Le soutien décisif de la FAE

Dans ce paysage complexe, la Fondation d’Aide aux Entreprises (FAE) joue un rôle souvent décisif. Elle intervient notamment dans les cas où les porteurs de projets n’ont pas les garanties suffisantes pour convaincre les établissements financiers. En offrant un cautionnement, en co-construisant un plan de financement ou en accompagnant les démarches de reprise, la FAE agit comme un catalyseur de projets locaux.

 

« Aujourd’hui, pour de petites structures, peu de banques acceptent de financer sans garanties extérieures », insiste Geraldo Zaccaria.

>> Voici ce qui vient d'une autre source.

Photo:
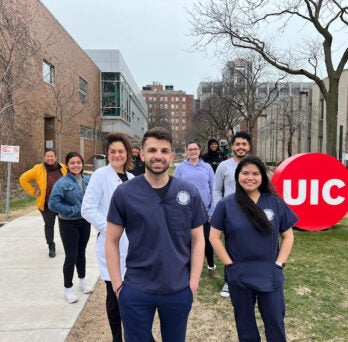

Ce soutien s’appuie sur un travail préalable de qualité : les agents spécialisés, comme Transgate ou Fondeco, ont souvent déjà débroussaillé le dossier. Ils connaissent le marché, savent évaluer la valeur réelle d’un fonds, anticipent les objections des régies ou des bailleurs, et apportent des documents structurés. Lorsque les demandes arrivent à la FAE, elles sont souvent mieux préparées, ce qui accélère l’analyse et renforce les chances d’aboutir.

 

Cela permet non seulement à des initiatives entrepreneuriales de voir le jour, mais aussi de maintenir une activité économique de proximité dans des quartiers en mutation, de préserver des emplois et de redonner une deuxième vie à des établissements en difficulté. Pour bon nombre de repreneurs, le passage par la FAE fait ainsi toute la différence entre un projet resté sur papier et une activité réellement lancée.

 

Reprendre un fonds de commerce est donc loin d’être un acte anodin. C’est une opération qui implique des compétences multiples, des arbitrages, une vision stratégique et une bonne dose de réalisme. Pour les acheteurs comme pour les vendeurs, il s’agit d’un moment charnière dans la vie professionnelle. Mieux vaut, dès lors, être bien accompagné et bien préparé.